According to Dutch Ministry of Social Affairs data, 68% of long-term unemployed individuals now participate in subsidized training programs. However, OECD research highlights a 14% mismatch between these trainees’ skills and employer demands, particularly in tech and green energy sectors. This gap could dampen productivity gains, even as employment rates rise.
Market-Bridging: Implications for Corporate Strategy and Inflation
The labor market shift has direct implications for corporate balance sheets. For example, ASML Holding (NASDAQ: ASML), a Dutch semiconductor giant, has reported a 9% increase in hiring costs over the past year, driven by the need to upskill workers.
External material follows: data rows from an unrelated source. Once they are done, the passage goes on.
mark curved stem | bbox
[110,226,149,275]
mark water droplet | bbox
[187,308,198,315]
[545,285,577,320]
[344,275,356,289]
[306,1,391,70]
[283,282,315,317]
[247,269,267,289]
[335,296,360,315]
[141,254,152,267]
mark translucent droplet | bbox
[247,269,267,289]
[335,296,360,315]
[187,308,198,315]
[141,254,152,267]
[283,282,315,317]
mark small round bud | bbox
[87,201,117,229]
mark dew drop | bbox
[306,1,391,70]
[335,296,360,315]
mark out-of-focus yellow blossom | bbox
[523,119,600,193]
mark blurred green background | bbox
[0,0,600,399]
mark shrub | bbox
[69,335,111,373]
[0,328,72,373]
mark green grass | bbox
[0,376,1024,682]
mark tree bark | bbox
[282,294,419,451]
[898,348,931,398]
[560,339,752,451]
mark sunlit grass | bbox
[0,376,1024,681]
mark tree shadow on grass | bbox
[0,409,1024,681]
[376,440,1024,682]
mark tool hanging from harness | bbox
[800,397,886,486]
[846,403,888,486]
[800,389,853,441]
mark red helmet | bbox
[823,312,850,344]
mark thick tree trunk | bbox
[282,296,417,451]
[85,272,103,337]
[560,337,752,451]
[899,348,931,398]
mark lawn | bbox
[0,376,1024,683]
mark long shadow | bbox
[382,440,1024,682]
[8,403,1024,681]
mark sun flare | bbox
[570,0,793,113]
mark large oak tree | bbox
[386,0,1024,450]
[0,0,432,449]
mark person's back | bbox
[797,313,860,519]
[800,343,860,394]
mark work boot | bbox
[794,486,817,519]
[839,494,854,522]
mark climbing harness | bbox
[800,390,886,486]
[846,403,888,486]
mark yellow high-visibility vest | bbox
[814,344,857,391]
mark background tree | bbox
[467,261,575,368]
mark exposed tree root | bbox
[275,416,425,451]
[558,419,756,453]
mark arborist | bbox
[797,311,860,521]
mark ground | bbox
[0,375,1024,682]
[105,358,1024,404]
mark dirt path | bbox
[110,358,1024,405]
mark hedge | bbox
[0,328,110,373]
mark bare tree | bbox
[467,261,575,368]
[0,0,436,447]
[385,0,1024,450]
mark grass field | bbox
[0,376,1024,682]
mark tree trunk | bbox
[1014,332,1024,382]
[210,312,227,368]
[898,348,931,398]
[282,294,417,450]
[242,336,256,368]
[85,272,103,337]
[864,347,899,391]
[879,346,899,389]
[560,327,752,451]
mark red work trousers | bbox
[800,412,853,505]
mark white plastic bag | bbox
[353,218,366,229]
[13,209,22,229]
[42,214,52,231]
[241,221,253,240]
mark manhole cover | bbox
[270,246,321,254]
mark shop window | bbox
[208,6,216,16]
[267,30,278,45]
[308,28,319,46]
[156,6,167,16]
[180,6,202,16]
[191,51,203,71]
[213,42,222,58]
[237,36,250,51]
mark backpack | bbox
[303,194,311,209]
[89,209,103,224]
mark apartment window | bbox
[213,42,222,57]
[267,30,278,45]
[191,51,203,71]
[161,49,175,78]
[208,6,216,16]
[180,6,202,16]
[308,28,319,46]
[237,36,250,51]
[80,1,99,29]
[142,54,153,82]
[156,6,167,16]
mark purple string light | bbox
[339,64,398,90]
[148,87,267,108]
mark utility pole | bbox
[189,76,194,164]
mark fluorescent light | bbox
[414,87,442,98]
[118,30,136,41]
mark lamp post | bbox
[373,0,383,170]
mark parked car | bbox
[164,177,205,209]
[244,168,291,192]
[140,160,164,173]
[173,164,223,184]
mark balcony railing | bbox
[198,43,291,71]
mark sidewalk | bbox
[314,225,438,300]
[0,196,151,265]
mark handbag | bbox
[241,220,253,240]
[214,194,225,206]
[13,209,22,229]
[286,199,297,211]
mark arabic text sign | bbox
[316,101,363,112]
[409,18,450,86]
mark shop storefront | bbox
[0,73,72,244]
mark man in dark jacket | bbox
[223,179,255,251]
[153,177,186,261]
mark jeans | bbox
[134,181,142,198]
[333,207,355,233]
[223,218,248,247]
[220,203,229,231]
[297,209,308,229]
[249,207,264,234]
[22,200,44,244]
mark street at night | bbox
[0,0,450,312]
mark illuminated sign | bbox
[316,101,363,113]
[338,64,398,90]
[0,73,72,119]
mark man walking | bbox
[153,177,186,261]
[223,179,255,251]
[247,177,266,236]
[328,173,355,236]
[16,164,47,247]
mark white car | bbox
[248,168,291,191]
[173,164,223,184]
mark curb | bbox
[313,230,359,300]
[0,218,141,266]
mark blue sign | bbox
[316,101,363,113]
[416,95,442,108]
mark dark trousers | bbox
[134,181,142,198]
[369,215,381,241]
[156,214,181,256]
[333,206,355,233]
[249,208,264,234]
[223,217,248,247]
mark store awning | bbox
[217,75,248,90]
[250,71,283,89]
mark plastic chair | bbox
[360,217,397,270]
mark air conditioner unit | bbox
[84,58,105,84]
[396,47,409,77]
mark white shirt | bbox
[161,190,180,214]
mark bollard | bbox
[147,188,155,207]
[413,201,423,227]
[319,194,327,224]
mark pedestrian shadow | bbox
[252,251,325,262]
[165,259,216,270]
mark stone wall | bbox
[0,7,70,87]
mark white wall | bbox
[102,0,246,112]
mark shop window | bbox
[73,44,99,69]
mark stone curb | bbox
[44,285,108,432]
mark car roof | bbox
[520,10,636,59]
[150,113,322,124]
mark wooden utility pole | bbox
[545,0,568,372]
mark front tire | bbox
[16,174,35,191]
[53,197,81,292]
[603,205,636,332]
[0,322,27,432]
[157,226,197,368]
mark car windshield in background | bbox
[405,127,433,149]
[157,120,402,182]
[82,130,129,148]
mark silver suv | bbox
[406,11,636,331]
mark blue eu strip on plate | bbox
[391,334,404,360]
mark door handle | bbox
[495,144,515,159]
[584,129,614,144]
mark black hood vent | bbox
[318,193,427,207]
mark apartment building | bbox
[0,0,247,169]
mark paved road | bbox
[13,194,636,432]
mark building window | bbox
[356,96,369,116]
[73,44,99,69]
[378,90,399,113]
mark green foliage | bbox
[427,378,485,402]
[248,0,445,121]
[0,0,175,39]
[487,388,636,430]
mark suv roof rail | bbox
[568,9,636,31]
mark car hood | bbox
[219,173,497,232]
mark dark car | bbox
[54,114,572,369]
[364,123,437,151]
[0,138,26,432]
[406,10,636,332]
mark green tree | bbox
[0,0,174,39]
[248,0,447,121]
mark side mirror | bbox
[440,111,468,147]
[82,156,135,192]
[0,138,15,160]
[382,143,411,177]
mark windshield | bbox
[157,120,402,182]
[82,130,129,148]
Meanwhile, Philips (NYSE: PHIL) has seen a 5% reduction in turnover, as re-employed workers demonstrate higher retention rates.
From a macroeconomic perspective, the trend could moderate wage growth. ECB data shows that average hourly wages in the Netherlands rose 2.1% year-over-year in Q1 2026, below the 3.4% EU average. This suggests that the labor market’s “squeeze” is not yet translating into inflationary pressures, but the ECB remains cautious. “If this trend accelerates, we may need to revisit our inflation forecasts,” said ECB Executive Board Member Isabel Schnabel in a recent speech.
“The Netherlands’ labor market is a microcosm of a broader European challenge: how to balance social welfare reforms with workforce adaptability. This isn’t just about numbers—it’s about sustaining growth in a post-pandemic world.”